Weit verbreitete Sturmschäden
Der Blitzschlag war Teil eines größeren Unwetters, das am 2. Juli über Rumänien hinwegzog. Nach Angaben der Generalinspektion für Notfallsituationen (IGSU) waren zwischen 08:00 und 20:00 Uhr 18 Kreise betroffen, darunter Argeș, Brașov, Constanța, Dâmbovița und Maramureș. Feuerwehrleute pumpten Wasser aus fünf Häusern, 25 Höfen, 31 Kellern und mehreren öffentlichen Gebäuden. Außerdem entfernten sie umgestürzte Bäume und einen umgestürzten Strommast und räumten Trümmer von acht Dächern. Fünf Autos wurden beschädigt. In Maramureș verursachten zwei getrennte Blitzeinschläge Brände: Einer zerstörte etwa 60 Quadratmeter des Daches eines Hauses in Leordina, ein anderer verbrannte 80 Quadratmeter eines Tierunterstandes in Rogoz. Bei diesen Vorfällen gab es keine Verletzten. In Bukarest und Ilfov waren die Einsatzkräfte weiterhin mit den Folgen früherer Stürme beschäftigt, pumpten Wasser aus Dutzenden von Kellern und entfernten umgestürzte Bäume.
Sicherheitshinweise
Die Bergrettungsdienste betonten erneut, wie wichtig es ist, vor jeder Outdoor-Aktivität den Wetterbericht zu prüfen.

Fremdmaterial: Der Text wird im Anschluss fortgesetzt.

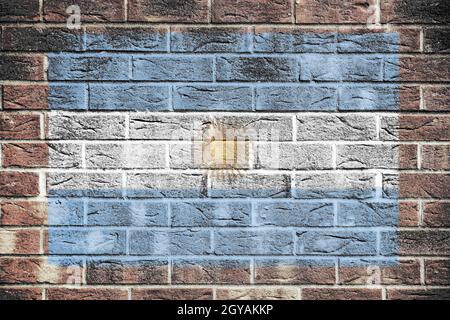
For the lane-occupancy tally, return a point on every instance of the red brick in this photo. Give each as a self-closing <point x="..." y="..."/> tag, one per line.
<point x="418" y="294"/>
<point x="86" y="294"/>
<point x="423" y="242"/>
<point x="340" y="294"/>
<point x="414" y="11"/>
<point x="25" y="155"/>
<point x="437" y="272"/>
<point x="424" y="68"/>
<point x="25" y="97"/>
<point x="172" y="294"/>
<point x="409" y="214"/>
<point x="424" y="128"/>
<point x="437" y="98"/>
<point x="23" y="241"/>
<point x="34" y="270"/>
<point x="257" y="294"/>
<point x="436" y="157"/>
<point x="286" y="273"/>
<point x="117" y="272"/>
<point x="19" y="184"/>
<point x="437" y="214"/>
<point x="22" y="67"/>
<point x="332" y="11"/>
<point x="191" y="11"/>
<point x="23" y="213"/>
<point x="270" y="11"/>
<point x="18" y="126"/>
<point x="20" y="293"/>
<point x="401" y="272"/>
<point x="424" y="185"/>
<point x="19" y="10"/>
<point x="210" y="273"/>
<point x="91" y="10"/>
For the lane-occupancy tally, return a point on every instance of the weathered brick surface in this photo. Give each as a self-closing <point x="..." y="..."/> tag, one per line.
<point x="247" y="149"/>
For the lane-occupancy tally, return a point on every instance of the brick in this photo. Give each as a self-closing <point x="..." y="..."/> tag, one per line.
<point x="293" y="156"/>
<point x="256" y="11"/>
<point x="67" y="96"/>
<point x="368" y="214"/>
<point x="187" y="127"/>
<point x="209" y="39"/>
<point x="251" y="185"/>
<point x="19" y="184"/>
<point x="296" y="98"/>
<point x="20" y="293"/>
<point x="86" y="127"/>
<point x="341" y="243"/>
<point x="373" y="272"/>
<point x="334" y="185"/>
<point x="424" y="185"/>
<point x="19" y="11"/>
<point x="436" y="40"/>
<point x="415" y="242"/>
<point x="294" y="214"/>
<point x="191" y="11"/>
<point x="170" y="242"/>
<point x="210" y="214"/>
<point x="210" y="271"/>
<point x="371" y="97"/>
<point x="150" y="39"/>
<point x="25" y="97"/>
<point x="212" y="98"/>
<point x="172" y="294"/>
<point x="126" y="271"/>
<point x="419" y="294"/>
<point x="414" y="11"/>
<point x="22" y="67"/>
<point x="295" y="271"/>
<point x="412" y="128"/>
<point x="86" y="241"/>
<point x="418" y="68"/>
<point x="330" y="11"/>
<point x="91" y="10"/>
<point x="87" y="67"/>
<point x="288" y="40"/>
<point x="38" y="270"/>
<point x="332" y="127"/>
<point x="165" y="185"/>
<point x="55" y="155"/>
<point x="319" y="67"/>
<point x="341" y="294"/>
<point x="126" y="213"/>
<point x="19" y="241"/>
<point x="65" y="212"/>
<point x="253" y="242"/>
<point x="125" y="156"/>
<point x="88" y="184"/>
<point x="256" y="294"/>
<point x="42" y="39"/>
<point x="437" y="98"/>
<point x="409" y="214"/>
<point x="436" y="157"/>
<point x="172" y="68"/>
<point x="249" y="68"/>
<point x="23" y="213"/>
<point x="436" y="214"/>
<point x="382" y="156"/>
<point x="86" y="294"/>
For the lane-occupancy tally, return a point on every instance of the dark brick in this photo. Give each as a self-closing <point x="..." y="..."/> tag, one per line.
<point x="235" y="11"/>
<point x="190" y="11"/>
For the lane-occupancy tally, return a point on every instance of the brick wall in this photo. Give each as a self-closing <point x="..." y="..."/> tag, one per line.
<point x="338" y="108"/>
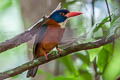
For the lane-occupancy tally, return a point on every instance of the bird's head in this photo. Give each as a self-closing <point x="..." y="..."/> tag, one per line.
<point x="61" y="15"/>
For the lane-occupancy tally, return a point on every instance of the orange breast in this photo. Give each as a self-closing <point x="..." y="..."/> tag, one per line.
<point x="52" y="37"/>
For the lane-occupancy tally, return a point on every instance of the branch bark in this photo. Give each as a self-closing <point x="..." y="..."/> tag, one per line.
<point x="69" y="50"/>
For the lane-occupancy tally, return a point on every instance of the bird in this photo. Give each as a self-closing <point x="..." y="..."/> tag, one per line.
<point x="49" y="35"/>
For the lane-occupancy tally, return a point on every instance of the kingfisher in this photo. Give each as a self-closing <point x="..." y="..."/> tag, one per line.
<point x="49" y="35"/>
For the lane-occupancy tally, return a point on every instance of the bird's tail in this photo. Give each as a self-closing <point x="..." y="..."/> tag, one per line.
<point x="32" y="72"/>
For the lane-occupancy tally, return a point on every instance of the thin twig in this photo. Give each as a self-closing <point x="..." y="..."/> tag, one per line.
<point x="108" y="9"/>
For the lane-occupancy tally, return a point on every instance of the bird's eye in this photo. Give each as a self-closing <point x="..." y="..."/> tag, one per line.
<point x="62" y="14"/>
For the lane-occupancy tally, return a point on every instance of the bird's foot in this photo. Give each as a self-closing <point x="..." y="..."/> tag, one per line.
<point x="58" y="50"/>
<point x="46" y="56"/>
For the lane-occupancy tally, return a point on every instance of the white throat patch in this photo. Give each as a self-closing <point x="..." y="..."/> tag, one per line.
<point x="62" y="24"/>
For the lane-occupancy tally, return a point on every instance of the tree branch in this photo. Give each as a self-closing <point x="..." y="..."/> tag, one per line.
<point x="69" y="50"/>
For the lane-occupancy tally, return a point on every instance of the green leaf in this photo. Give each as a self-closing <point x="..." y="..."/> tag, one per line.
<point x="63" y="78"/>
<point x="93" y="53"/>
<point x="112" y="70"/>
<point x="103" y="57"/>
<point x="5" y="4"/>
<point x="115" y="25"/>
<point x="69" y="64"/>
<point x="83" y="57"/>
<point x="105" y="20"/>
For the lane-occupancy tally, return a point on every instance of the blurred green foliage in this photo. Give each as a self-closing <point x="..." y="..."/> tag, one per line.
<point x="77" y="66"/>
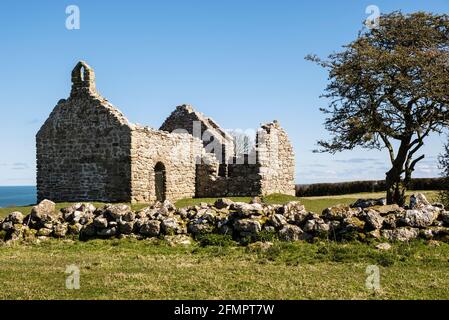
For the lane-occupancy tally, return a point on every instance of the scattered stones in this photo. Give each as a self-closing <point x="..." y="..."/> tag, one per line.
<point x="242" y="221"/>
<point x="401" y="234"/>
<point x="419" y="218"/>
<point x="223" y="203"/>
<point x="151" y="228"/>
<point x="290" y="233"/>
<point x="366" y="203"/>
<point x="373" y="219"/>
<point x="418" y="200"/>
<point x="340" y="212"/>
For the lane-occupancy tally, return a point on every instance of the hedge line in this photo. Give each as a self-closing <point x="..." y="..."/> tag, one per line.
<point x="327" y="189"/>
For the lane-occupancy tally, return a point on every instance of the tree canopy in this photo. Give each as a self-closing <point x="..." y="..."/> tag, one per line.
<point x="390" y="84"/>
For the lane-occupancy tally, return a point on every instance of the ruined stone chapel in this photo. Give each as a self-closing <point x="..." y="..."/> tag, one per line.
<point x="88" y="151"/>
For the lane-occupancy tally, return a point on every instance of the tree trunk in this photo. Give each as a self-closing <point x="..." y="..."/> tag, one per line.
<point x="396" y="187"/>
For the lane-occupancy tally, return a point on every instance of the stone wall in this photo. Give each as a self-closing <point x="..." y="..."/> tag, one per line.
<point x="83" y="149"/>
<point x="268" y="169"/>
<point x="177" y="153"/>
<point x="88" y="151"/>
<point x="277" y="160"/>
<point x="215" y="140"/>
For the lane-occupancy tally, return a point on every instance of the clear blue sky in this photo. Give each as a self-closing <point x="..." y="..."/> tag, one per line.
<point x="240" y="62"/>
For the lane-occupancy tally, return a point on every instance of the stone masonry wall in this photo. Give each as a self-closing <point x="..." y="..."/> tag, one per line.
<point x="277" y="160"/>
<point x="83" y="149"/>
<point x="185" y="117"/>
<point x="273" y="170"/>
<point x="177" y="153"/>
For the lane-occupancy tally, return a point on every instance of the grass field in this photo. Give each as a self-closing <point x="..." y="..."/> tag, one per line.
<point x="131" y="269"/>
<point x="153" y="269"/>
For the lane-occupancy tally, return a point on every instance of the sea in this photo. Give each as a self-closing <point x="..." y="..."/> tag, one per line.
<point x="17" y="196"/>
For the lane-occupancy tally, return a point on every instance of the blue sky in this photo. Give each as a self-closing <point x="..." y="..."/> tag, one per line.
<point x="240" y="62"/>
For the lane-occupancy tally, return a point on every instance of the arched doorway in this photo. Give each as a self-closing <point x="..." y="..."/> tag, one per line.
<point x="159" y="181"/>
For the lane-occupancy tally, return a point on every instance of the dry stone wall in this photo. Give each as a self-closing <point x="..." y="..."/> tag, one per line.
<point x="244" y="222"/>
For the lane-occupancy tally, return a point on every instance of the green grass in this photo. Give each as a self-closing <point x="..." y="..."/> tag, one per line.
<point x="216" y="268"/>
<point x="130" y="269"/>
<point x="314" y="204"/>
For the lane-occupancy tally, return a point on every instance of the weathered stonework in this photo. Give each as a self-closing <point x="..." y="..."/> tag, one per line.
<point x="177" y="152"/>
<point x="88" y="151"/>
<point x="268" y="169"/>
<point x="83" y="149"/>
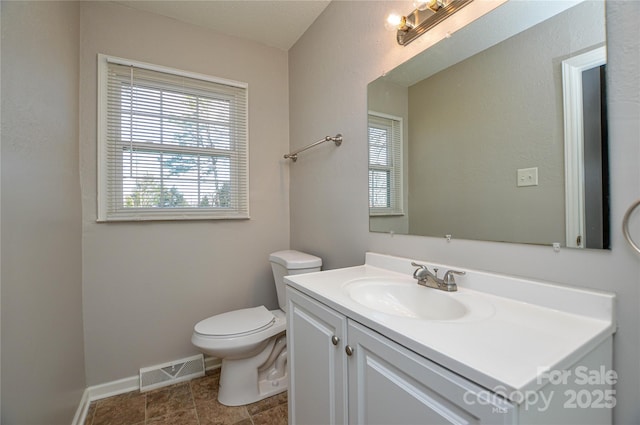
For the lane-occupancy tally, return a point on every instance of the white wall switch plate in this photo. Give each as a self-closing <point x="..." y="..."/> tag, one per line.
<point x="528" y="177"/>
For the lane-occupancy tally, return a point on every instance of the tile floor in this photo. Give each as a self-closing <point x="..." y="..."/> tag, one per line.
<point x="189" y="403"/>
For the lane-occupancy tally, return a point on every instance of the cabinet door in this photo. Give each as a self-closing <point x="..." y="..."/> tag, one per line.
<point x="316" y="362"/>
<point x="389" y="384"/>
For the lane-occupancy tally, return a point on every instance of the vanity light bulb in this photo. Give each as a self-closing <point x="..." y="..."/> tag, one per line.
<point x="420" y="5"/>
<point x="393" y="21"/>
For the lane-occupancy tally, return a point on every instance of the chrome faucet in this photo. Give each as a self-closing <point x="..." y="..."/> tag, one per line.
<point x="431" y="280"/>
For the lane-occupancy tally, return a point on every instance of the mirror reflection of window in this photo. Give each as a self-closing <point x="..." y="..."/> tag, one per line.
<point x="385" y="164"/>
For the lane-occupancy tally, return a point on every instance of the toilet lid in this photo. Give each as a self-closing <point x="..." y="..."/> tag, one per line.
<point x="236" y="322"/>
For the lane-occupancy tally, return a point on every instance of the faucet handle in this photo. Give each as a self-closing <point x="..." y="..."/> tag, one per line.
<point x="449" y="278"/>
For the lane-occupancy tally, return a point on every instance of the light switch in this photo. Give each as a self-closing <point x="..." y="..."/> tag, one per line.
<point x="528" y="177"/>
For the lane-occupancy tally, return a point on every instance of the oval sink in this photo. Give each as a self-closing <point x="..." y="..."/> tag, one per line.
<point x="405" y="298"/>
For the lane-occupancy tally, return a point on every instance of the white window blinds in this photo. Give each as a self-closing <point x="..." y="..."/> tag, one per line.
<point x="172" y="145"/>
<point x="385" y="164"/>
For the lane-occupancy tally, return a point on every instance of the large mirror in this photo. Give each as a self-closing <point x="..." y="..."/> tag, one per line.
<point x="497" y="133"/>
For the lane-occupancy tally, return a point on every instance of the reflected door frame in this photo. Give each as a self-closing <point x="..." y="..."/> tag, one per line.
<point x="572" y="70"/>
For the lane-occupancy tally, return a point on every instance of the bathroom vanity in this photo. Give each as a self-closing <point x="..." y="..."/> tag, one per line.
<point x="367" y="345"/>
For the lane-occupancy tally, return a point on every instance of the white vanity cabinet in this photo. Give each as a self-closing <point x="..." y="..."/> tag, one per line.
<point x="317" y="362"/>
<point x="342" y="372"/>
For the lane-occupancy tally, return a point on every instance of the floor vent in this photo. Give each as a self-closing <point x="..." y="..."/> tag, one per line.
<point x="171" y="373"/>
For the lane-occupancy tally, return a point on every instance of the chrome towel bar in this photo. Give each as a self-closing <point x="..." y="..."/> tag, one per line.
<point x="294" y="155"/>
<point x="625" y="225"/>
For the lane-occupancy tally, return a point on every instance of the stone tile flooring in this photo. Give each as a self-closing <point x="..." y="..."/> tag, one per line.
<point x="188" y="403"/>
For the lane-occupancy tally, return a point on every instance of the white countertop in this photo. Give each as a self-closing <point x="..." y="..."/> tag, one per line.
<point x="532" y="325"/>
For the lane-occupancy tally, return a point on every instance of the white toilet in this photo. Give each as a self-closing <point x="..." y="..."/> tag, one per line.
<point x="251" y="342"/>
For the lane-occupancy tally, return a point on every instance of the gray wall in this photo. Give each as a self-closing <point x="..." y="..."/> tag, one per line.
<point x="147" y="284"/>
<point x="42" y="338"/>
<point x="329" y="71"/>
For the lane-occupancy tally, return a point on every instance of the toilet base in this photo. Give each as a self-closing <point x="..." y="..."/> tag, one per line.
<point x="245" y="381"/>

Die Behörden rieten Wanderern außerdem, bei einem Sturm eine Sicherheitsposition einzunehmen (hocken mit minimalem Bodenkontakt) und im Notfall die 112 zu wählen. Der Hirte von Stâna Șugări wurde für sein rasches zivilcouragiertes Handeln gedankt.Bei Gewitter müssen Touristen exponierte Bereiche verlassen, Bergkämme, Gipfel und isolierte Metallobjekte meiden.